Nem de perto eu quero sugerir que somos novos Pilatos ou Pilatos da pós-modernidade. Não! Na verdade, minha sugestão é que não deixemos de nos portar de forma justa diante da vida e dos seus mais diversos departamentos (família, fé, igreja, testemunho, amigos etc). Como eu não posso tratar de cada um desses departamentos nesse curto artigo de início de ano, deixe-me concentrar na igreja.
Qualquer cristão que não sofre de ”insensibilite aguda” sabe, ou pelo menos desconfia, de que estamos no meio de uma grande crise que abarca temas como: liderança espiritual, ministério, ética comportamental, caráter, evangelismo, missões etc. Cada um expressa a seu modo sua preocupação, enquanto uma boa parte da cristandade repete a milenar prática de Pilatos. Se alguém grita: “Precisamos voltar a fazer discípulos!”, a outra parte diz: “Estamos ocupados com nossas carreiras”. Se uma dessas raras almas preocupadas com a devoção expõe que precisamos orar mais intensamente, a outra parte responde abandonando o culto de oração.
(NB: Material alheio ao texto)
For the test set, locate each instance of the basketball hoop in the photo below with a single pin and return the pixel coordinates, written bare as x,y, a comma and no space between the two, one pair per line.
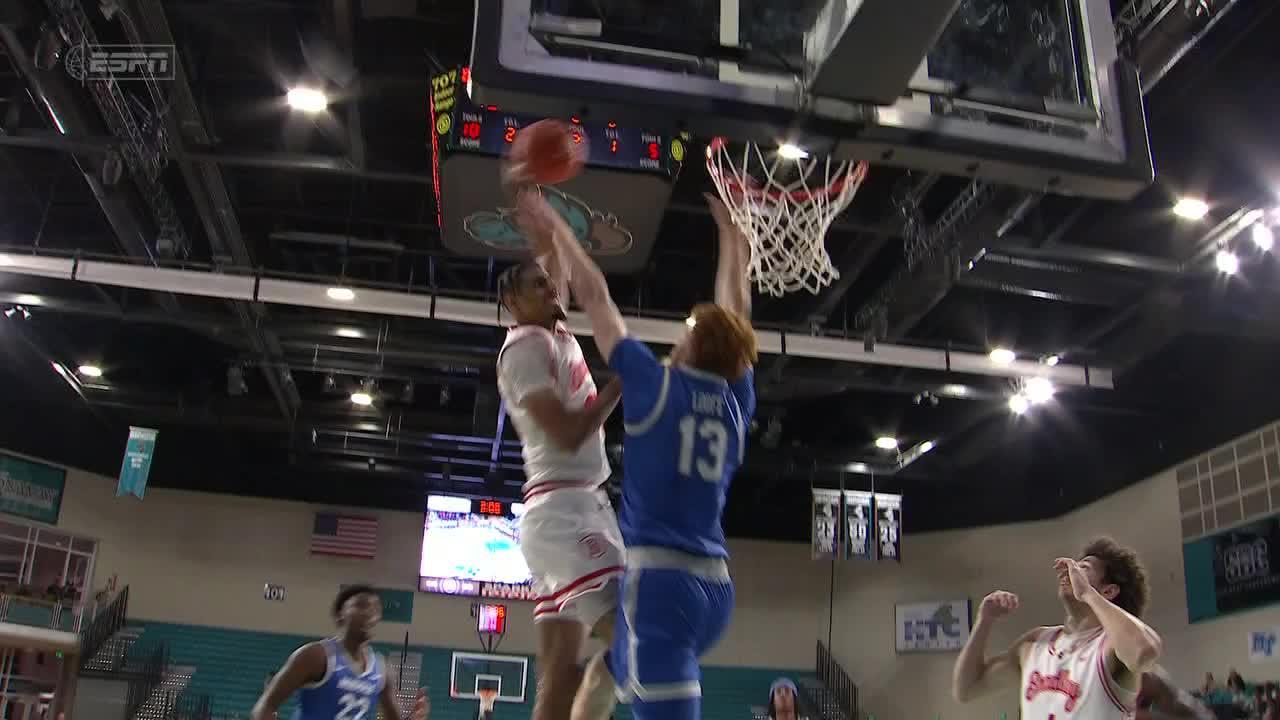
784,206
487,698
Se ainda um desses elementos, mais conhecidos e comparados com uma peça de museu, exclama sobre a necessidade de voltarmos a pensar e viver a realidade de uma vida santa e consagrada, a outra parte responde defendendo nas redes sociais uma vida desregrada e sem qualquer coerência com as Escrituras. A maioria dos cristãos está lavando as mãos! Seria injusto eu pensar que Pilatos está fazendo escola na igreja de Jesus? Meu Deus, que paradoxo!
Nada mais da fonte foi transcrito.